Die Auslegung des gesamten Pachtvertrages ergibt, dass die Garanten nicht nur für die monatlichen Zahlungen des Pachtzinses und anderer Nebenkosten haften, sondern dass sie durch ihren Beitritt zum Vertrag für alle Vertragsverpflichtungen der Pächterin einstehen (siehe auch Punkt 11. des Vertrages), worunter zB auch die Einholung von behördlichen Genehmigungen auf eigene Kosten und die Betriebspflicht für das Pachtobjekt fallen (siehe Präambel und Punkt 12 des Vertrages). Die Garanten sagen im Endeffekt den erfolgreichen Betrieb des Gastronomieunternehmens in den ersten fünf Jahren zu. Diese Art der Sicherung entspricht auch der Interessenslage der Bf. als Verpächterin, die nicht nur an der Leistung des Pachtzinses interessiert ist, sondern auch andere Verpflichtungen wie die Betriebspflicht abgesichert sehen will (siehe auch ). Das Einstehen der Garanten für die Pächterin geht damit weit über eine Bürgschaft hinaus. Die Bürgschaft geht lediglich auf Erfüllung, die Erfolgszusage nach § 880a 2. Halbsatz ABGB auf volle Genugtuung.

§ 33 TP 7 Abs. 1 GebG enthält keine Definition der Bürgschaft, es heißt nur "Bürgschaftserklärungen". Aus der Fassung von § 33 TP 7 GebG und dem Hinweis auf die Bestimmungen des § 1347 ABGB im Zusammenhang mit der höchstgerichtlichen Judikatur ergibt sich, dass die persönliche Befestigung von Rechten bzw. Verbindlichkeiten einer Gebühr unterliegen soll, d.h. die "lupenreinen Rechtsbefestigungen" unterliegen der Gebühr.

§ 33 TP 7 GebG 1957 erfasst weder den gesetzlich nicht geregelten Garantievertrag noch die Erfolgszusage gemäß § 880a 2. Halbsatz ABGB, sondern nur die Bürgschaft iSd § 1346f ABGB.

Die gegenständliche Haftungserklärung geht aus den dargestellten Gründen über eine Bürgschaft hinaus, weshalb sie den steuerpflichtigen Tatbestand nach § 33 TP 7 GebG 1957 nicht erfüllt. Der Beschwerde war daher stattzugeben und der vorläufige Bescheid aufzuheben.
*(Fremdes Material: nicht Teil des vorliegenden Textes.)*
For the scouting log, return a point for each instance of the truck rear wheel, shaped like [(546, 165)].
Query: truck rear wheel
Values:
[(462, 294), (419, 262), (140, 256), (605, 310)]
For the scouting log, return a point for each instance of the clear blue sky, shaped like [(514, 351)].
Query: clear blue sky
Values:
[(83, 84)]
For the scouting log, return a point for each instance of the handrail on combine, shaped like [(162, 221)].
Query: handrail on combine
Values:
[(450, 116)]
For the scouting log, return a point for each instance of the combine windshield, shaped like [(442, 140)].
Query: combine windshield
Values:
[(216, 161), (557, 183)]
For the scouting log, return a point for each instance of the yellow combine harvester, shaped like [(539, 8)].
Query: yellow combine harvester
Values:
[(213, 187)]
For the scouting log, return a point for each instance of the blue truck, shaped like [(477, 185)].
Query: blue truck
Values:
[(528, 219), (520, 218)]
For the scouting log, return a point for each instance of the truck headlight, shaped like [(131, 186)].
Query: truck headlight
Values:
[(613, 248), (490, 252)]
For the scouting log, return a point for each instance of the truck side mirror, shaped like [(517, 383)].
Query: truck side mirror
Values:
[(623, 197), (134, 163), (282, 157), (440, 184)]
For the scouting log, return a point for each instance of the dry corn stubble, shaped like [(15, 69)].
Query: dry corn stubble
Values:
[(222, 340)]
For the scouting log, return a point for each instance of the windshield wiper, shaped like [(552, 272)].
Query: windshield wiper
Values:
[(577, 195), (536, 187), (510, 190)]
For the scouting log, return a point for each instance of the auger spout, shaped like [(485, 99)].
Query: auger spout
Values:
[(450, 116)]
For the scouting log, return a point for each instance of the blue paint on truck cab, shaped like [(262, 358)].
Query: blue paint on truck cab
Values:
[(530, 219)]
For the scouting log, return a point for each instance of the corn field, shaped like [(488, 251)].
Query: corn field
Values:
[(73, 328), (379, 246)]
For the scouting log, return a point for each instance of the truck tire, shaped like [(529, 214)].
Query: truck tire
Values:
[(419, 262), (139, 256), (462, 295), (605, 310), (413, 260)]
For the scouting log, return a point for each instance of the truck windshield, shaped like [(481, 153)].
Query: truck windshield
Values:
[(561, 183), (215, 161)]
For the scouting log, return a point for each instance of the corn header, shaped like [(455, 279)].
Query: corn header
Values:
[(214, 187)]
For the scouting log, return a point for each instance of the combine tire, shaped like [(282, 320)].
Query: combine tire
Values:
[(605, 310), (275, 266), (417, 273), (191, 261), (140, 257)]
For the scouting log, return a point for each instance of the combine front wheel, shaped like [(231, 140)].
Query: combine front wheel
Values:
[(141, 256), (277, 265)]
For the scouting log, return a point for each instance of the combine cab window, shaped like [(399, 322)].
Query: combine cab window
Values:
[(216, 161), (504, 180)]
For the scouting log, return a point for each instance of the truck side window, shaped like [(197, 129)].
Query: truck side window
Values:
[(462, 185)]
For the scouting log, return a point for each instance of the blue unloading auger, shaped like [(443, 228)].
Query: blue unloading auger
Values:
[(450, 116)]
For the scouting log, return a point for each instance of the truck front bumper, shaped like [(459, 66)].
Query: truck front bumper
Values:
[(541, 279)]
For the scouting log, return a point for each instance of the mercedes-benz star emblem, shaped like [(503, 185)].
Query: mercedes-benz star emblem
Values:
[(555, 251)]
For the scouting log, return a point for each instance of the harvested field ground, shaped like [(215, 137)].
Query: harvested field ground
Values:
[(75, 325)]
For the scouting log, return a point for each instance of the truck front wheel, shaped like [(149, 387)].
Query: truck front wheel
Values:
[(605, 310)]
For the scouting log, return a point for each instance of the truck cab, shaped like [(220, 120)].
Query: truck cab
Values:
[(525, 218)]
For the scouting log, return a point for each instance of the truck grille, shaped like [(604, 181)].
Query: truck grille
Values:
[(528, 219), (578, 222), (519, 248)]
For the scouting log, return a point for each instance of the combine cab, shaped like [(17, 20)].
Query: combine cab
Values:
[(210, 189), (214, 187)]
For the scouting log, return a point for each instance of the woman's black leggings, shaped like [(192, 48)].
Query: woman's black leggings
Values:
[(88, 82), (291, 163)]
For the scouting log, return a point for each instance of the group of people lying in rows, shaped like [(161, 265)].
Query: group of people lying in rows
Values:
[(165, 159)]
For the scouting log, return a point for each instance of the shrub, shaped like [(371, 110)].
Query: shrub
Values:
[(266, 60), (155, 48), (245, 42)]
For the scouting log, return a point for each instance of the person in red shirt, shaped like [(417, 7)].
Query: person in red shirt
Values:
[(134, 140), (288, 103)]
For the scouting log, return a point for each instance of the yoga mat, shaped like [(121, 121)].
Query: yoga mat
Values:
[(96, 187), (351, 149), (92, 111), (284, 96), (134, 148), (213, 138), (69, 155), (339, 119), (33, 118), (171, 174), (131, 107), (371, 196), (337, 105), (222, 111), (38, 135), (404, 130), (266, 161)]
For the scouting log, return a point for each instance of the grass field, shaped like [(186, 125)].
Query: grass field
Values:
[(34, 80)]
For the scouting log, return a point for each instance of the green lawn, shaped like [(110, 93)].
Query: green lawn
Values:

Ausführungen zu den Beschwerdepunkten bezüglich der "nochmaligen Festsetzung der Rechtsgeschäftsgebühr" und der Inanspruchnahme der Bf. als Gebührenschuldnerin können daher unterbleiben.

Zu Spruchpunkt II. (Revision)

Gegen ein Erkenntnis des Bundesfinanzgerichtes ist die Revision zulässig, wenn sie von der Lösung einer Rechtsfrage abhängt, der grundsätzliche Bedeutung zukommt, insbesondere weil das Erkenntnis von der Rechtsprechung des Verwaltungsgerichtshofes abweicht, eine solche Rechtsprechung fehlt oder die zu lösende Rechtsfrage in der bisherigen Rechtsprechung des Verwaltungsgerichtshofes nicht einheitlich beantwortet wird.

Ob ein Vertrag im Einzelfall richtig ausgelegt wurde, stellt nur dann eine erhebliche Rechtsfrage dar, wenn infolge einer wesentlichen Verkennung der Rechtslage ein unvertretbares Auslegungsergebnis erzielt wurde (OGH in RIS RS0042936). Die im Rahmen eines Pachtvertrages abgegebene Haftungserklärung unterliegt der Auslegungsregel des § 914 ABGB, sodass deren Interpretation regelmäßig keine erhebliche Rechtsfrage aufwirft.